The African American community was integral to the United States war effort during the Civil War. Hundreds of thousands of Black men volunteered to fight the Confederacy to liberate families, abolish slavery, and stake a claim to citizenship. James Bruns’s Black Sailors in the Civil War: A History of Fugitives, Freemen and Freedmen Aboard Union Vessels adds to a growing body of scholarship examining how thousands of these men assisted the United States Navy as civilians and through direct enlistment.

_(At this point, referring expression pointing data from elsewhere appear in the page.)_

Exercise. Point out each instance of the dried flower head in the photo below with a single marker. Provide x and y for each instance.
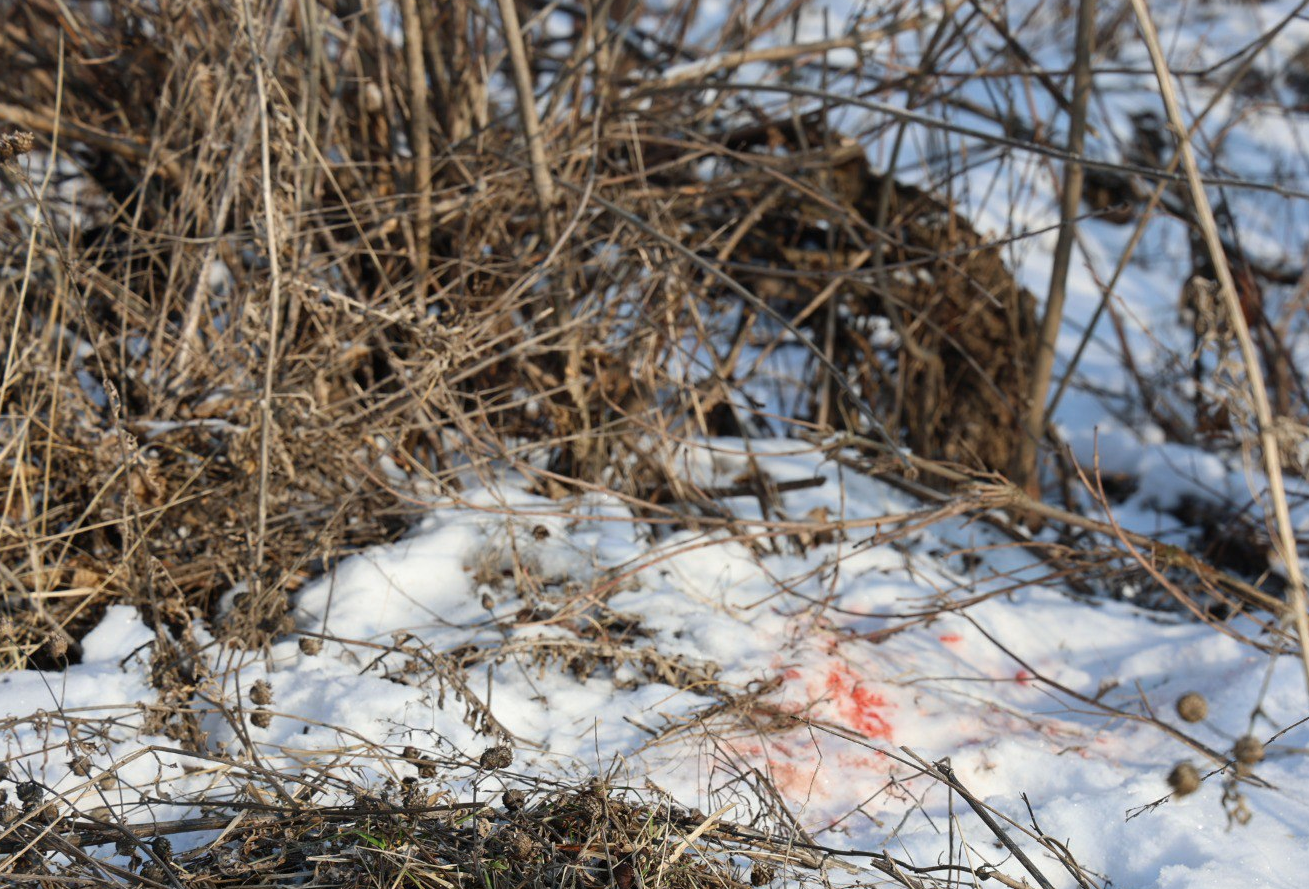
(498, 757)
(261, 693)
(1248, 750)
(1193, 707)
(1183, 779)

The topic of Black sailors who served in the wartime U.S. Navy has received deserved attention over the last thirty years, via David Valuska’s The African American in the Union Navy, 1861-1865 (1993, based on his 1990 dissertation), Steven Ramold’s Slaves, Sailors, Citizens (2001), and Barbara Brooks Tomblin’s Bluejackets and Contrabands (2009). In addition, Micah Bellamy completed his Ph.D. with a dissertation last year titled “Becoming Men, Consequently: From ‘Contraband’ to Men Through Naval Service in the American Civil War.” Bruns’s study is shorter than these previous works, and less academically toned, thus helping bring this important topic to a greater audience.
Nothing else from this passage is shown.